About a month ago, I set out to explore the realm of The Secret. I read the book, watched the DVD and did my research.
According to the self-help franchise that has taken hold of the nation, the secret to life is all in your head. The thoughts you are putting into the universe are paving your path for you. If you think good thoughts, then good things will happen. And, by the same token, if you think bad thoughts, well, watch out.
The people featured in "The Secret" DVD reveal how this technique has changed their own lives. By following The Secret, these people have gained wealth, health and love. One woman even credits The Secret with curing her of cancer.
It sounded too good to be true, but in starting my experiment, I figured, what could it hurt?
Putting my singledom - and a bit of my pride - on the line, I announced to Daily Post readers that I would try out The Secret and see if, after a month, I was still single.
Here it is a month later, and I am ... not single. It's a long story, but about a week after I started visualizing The Secret techniques, I found myself going on a date. And since then, this guy and I have been dating steadily.
After this initial success, I began trying The Secret on everything. I even thought really hard and visualized myself with more money. I haven't gotten rich yet, but I did find a quarter in a parking lot the other day.

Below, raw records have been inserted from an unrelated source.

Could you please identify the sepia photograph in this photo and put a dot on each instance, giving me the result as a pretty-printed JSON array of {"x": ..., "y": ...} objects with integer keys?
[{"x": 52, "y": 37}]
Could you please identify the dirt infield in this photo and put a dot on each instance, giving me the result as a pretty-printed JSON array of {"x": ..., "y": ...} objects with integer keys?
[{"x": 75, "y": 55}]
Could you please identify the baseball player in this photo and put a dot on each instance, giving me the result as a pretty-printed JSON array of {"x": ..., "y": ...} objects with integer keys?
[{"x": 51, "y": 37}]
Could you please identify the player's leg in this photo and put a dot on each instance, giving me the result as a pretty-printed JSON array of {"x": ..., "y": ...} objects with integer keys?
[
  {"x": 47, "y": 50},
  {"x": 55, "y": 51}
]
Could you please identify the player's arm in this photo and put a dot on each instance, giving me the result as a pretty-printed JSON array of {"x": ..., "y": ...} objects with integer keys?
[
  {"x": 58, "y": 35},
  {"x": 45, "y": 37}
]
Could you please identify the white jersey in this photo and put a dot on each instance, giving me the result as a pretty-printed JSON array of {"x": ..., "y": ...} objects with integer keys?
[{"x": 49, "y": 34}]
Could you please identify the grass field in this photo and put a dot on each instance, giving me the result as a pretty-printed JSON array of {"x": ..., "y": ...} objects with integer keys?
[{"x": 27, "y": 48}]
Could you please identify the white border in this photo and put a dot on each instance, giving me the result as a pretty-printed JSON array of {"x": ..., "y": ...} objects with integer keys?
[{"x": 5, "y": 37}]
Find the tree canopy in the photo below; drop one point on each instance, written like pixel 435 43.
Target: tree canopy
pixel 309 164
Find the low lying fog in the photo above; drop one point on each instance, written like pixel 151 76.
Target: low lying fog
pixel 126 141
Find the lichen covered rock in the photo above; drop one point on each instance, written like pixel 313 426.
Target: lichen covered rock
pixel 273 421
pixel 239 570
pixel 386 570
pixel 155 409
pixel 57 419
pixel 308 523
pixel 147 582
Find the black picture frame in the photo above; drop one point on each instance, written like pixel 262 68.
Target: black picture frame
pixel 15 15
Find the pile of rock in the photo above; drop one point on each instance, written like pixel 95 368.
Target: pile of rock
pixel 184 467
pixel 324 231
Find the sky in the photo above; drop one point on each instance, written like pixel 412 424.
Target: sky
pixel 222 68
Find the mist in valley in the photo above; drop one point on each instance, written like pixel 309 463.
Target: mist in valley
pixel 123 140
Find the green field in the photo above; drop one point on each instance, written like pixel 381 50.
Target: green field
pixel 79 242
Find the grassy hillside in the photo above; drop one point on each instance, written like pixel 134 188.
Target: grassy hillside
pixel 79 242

That's the thing about The Secret. You have to be super specific. You also have to be very patient, as the universe knows nothing of time, says "The Secret" author Rhonda Byrne in the book. Secret-based thoughts could come true this instant, or it could take 20 years. You just never know.
The Secret, though, isn't really a secret at all. What the theory boils down to is basically the power of positive thinking, mixed with a pinch of persistence, hard work and faith. When your thoughts are stemming from a more positive mind-set, of course more positive things will happen. When negative events do occur, your already upbeat attitude makes it easier to digest.
Vice versa, it's the Woe Is Me syndrome. If you're constantly in a state of impending doom, then your outlook is more gray, your mind-set more gloomy, and ultimately, everything around you is lousy because you think it is.
Going into this experiment, I was admittedly skeptical, and I still am. I don't really believe that you can will away cancer by thinking good thoughts, but I do think your attitude is key in creating your own happiness and success. I don't think that by merely hoping for more money you will stumble onto a big fat check, but I do think that if you are motivated to make more money, you will eventually do so.
The Secret is toeing a dangerous line. On the one side, an optimistic attitude and faith in a higher power - be it God, Buddha, the universe, Oprah, whatever - can stimulate the mind and bring about a confidence that can be a catalyst for a better quality of life. But The Secret can give users a false sense of hope and a scapegoat for personal responsibility.
True, The Secret helps you see opportunities that may lead to success, but it's up to you, not the universe, to make things happen. After a month, I have found myself with a boyfriend, an extra 25 cents and generally, a more positive disposition, but I still won't put all my stock in The Secret. I mean, I also asked the universe to send me a new Coach purse, but I've yet to discover that on my doorstep.